[SPARK-22796][PYTHON][ML] Add multiple columns support to PySpark QuantileDiscretizer

### What changes were proposed in this pull request? Add multiple columns support to PySpark QuantileDiscretizer ### Why are the changes needed? Multiple columns support for QuantileDiscretizer was in scala side a while ago. We need to add multiple columns support to python too. ### Does this PR introduce any user-facing change? Yes. New Python is added ### How was this patch tested? Add doctest Closes #25812 from huaxingao/spark-22796. Authored-by: Huaxin Gao <huaxing@us.ibm.com> Signed-off-by: Liang-Chi Hsieh <liangchi@uber.com>
2019-09-18 12:16:06 -07:00 · 2019-09-18 12:16:06 -07:00 · db9e0fda6b
parent b4b2e958ce
commit db9e0fda6b
1 changed files with 95 additions and 26 deletions
--- a/python/pyspark/ml/feature.py
+++ b/python/pyspark/ml/feature.py
@ -1959,17 +1959,22 @@ class PolynomialExpansion(JavaTransformer, HasInputCol, HasOutputCol, JavaMLRead


@inherit_doc
-class QuantileDiscretizer(JavaEstimator, HasInputCol, HasOutputCol, HasHandleInvalid,
-                          JavaMLReadable, JavaMLWritable):
+class QuantileDiscretizer(JavaEstimator, HasInputCol, HasOutputCol, HasInputCols, HasOutputCols,
+                          HasHandleInvalid, JavaMLReadable, JavaMLWritable):
    """
-    `QuantileDiscretizer` takes a column with continuous features and outputs a column with binned
-    categorical features. The number of bins can be set using the :py:attr:`numBuckets` parameter.
-    It is possible that the number of buckets used will be less than this value, for example, if
-    there are too few distinct values of the input to create enough distinct quantiles.
+    :py:class:`QuantileDiscretizer` takes a column with continuous features and outputs a column
+    with binned categorical features. The number of bins can be set using the :py:attr:`numBuckets`
+    parameter. It is possible that the number of buckets used will be less than this value, for
+    example, if there are too few distinct values of the input to create enough distinct quantiles.
+    Since 3.0.0, :py:class:`QuantileDiscretizer` can map multiple columns at once by setting the
+    :py:attr:`inputCols` parameter. If both of the :py:attr:`inputCol` and :py:attr:`inputCols`
+    parameters are set, an Exception will be thrown. To specify the number of buckets for each
+    column, the :py:attr:`numBucketsArray` parameter can be set, or if the number of buckets
+    should be the same across columns, :py:attr:`numBuckets` can be set as a convenience.

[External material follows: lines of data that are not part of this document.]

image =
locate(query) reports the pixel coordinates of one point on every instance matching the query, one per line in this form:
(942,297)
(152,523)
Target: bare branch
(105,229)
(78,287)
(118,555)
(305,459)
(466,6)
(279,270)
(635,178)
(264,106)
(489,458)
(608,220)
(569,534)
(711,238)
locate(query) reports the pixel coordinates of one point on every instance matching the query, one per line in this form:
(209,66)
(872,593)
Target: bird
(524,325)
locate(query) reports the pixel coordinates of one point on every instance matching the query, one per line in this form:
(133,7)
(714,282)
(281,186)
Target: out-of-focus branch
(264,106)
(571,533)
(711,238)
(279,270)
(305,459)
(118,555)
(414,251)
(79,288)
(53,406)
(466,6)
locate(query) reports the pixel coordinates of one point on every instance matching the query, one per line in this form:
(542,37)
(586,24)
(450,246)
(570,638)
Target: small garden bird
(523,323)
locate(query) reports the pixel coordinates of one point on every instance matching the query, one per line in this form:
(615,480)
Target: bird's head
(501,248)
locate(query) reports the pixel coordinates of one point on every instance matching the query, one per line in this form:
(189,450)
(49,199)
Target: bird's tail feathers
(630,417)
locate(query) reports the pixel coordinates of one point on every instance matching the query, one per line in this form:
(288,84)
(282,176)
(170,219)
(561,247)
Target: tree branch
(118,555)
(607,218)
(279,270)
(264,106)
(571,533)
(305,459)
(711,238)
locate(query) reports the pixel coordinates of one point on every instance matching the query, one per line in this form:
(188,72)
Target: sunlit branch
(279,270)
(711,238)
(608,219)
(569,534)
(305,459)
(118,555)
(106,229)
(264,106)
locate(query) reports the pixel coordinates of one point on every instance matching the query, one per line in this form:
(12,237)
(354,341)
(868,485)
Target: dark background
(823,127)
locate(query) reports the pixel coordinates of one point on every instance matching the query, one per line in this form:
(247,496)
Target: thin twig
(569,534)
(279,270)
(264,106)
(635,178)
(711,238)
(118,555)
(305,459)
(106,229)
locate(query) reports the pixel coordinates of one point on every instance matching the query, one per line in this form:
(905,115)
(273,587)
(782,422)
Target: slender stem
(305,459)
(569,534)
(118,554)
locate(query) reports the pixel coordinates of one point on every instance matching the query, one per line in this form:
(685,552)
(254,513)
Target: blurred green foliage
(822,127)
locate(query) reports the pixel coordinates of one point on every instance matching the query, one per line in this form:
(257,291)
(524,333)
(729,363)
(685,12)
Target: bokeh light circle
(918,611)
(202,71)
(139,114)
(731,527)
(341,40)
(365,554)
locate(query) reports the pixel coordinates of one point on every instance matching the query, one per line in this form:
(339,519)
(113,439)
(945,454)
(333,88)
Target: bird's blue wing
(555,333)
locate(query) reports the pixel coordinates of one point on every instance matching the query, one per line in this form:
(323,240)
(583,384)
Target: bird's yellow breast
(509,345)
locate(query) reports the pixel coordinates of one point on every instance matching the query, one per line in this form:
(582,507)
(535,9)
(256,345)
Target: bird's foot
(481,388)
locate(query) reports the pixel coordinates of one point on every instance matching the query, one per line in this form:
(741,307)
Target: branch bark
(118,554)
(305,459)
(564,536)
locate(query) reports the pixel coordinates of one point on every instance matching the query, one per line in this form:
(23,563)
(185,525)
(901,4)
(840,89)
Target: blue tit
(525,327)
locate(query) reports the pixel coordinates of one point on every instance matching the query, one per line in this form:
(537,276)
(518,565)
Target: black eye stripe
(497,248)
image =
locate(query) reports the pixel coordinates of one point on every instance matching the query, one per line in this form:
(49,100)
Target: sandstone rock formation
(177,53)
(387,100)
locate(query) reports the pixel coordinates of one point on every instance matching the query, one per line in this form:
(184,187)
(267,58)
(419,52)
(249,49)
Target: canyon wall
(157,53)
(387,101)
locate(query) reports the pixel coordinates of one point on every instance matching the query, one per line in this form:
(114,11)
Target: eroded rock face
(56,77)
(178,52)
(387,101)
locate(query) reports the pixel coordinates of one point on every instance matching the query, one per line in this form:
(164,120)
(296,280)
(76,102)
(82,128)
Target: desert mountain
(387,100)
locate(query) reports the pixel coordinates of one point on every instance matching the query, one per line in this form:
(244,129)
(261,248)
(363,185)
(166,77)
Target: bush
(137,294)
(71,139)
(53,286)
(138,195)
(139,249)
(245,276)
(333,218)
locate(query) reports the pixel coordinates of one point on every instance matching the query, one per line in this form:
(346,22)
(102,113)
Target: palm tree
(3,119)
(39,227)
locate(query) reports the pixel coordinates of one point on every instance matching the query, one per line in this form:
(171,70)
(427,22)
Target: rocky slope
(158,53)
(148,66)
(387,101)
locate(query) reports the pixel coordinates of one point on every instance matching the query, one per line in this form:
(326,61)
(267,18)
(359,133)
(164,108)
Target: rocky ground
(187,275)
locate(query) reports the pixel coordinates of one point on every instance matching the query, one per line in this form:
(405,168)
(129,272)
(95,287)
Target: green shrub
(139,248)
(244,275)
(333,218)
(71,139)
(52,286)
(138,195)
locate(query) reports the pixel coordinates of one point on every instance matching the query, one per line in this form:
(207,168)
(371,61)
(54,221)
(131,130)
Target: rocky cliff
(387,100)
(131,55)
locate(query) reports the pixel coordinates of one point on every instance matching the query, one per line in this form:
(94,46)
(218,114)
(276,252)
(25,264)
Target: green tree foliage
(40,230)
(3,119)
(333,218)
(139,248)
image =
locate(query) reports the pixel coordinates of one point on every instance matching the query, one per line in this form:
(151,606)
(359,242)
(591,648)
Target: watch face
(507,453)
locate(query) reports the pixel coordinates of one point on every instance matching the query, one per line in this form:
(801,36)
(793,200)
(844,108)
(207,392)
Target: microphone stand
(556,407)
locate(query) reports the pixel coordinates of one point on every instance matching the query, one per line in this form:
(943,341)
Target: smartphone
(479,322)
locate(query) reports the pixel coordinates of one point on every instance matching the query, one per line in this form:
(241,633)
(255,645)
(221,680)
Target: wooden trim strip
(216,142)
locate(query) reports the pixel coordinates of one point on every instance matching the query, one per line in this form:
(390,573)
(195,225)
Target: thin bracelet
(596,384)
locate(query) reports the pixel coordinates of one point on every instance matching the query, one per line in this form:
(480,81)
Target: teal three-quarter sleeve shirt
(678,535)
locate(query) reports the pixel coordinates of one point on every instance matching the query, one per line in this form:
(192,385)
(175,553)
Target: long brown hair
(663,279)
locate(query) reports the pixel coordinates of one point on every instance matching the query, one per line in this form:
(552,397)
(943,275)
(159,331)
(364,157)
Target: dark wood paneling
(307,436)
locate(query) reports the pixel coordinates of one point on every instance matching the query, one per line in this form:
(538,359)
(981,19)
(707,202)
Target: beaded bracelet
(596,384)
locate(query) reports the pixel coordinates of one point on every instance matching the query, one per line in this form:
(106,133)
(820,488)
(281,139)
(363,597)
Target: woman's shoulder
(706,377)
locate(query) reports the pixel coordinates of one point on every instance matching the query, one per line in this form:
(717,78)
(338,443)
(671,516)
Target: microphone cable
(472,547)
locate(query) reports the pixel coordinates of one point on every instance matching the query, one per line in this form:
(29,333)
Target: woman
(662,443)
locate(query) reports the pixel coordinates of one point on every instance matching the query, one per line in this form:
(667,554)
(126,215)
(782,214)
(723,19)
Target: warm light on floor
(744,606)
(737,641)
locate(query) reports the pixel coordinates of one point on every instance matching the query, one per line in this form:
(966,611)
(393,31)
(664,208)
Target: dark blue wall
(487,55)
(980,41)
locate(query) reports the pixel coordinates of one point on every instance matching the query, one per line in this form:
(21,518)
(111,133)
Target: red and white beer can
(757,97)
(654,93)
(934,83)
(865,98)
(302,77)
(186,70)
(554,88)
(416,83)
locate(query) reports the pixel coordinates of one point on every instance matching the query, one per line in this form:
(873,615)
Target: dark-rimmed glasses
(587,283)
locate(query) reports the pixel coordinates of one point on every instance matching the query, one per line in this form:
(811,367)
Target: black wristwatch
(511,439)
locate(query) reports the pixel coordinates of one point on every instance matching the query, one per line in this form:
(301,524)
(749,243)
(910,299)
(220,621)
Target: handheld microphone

    NaN handling: Note also that
-    QuantileDiscretizer will raise an error when it finds NaN values in the dataset, but the user
-    can also choose to either keep or remove NaN values within the dataset by setting
+    :py:class:`QuantileDiscretizer` will raise an error when it finds NaN values in the dataset,
+    but the user can also choose to either keep or remove NaN values within the dataset by setting
    :py:attr:`handleInvalid` parameter. If the user chooses to keep NaN values, they will be
    handled specially and placed into their own bucket, for example, if 4 buckets are used, then
    non-NaN data will be put into buckets[0-3], but NaNs will be counted in a special bucket[4].
@ -1981,29 +1986,61 @@ class QuantileDiscretizer(JavaEstimator, HasInputCol, HasOutputCol, HasHandleInv
    The lower and upper bin bounds will be `-Infinity` and `+Infinity`, covering all real values.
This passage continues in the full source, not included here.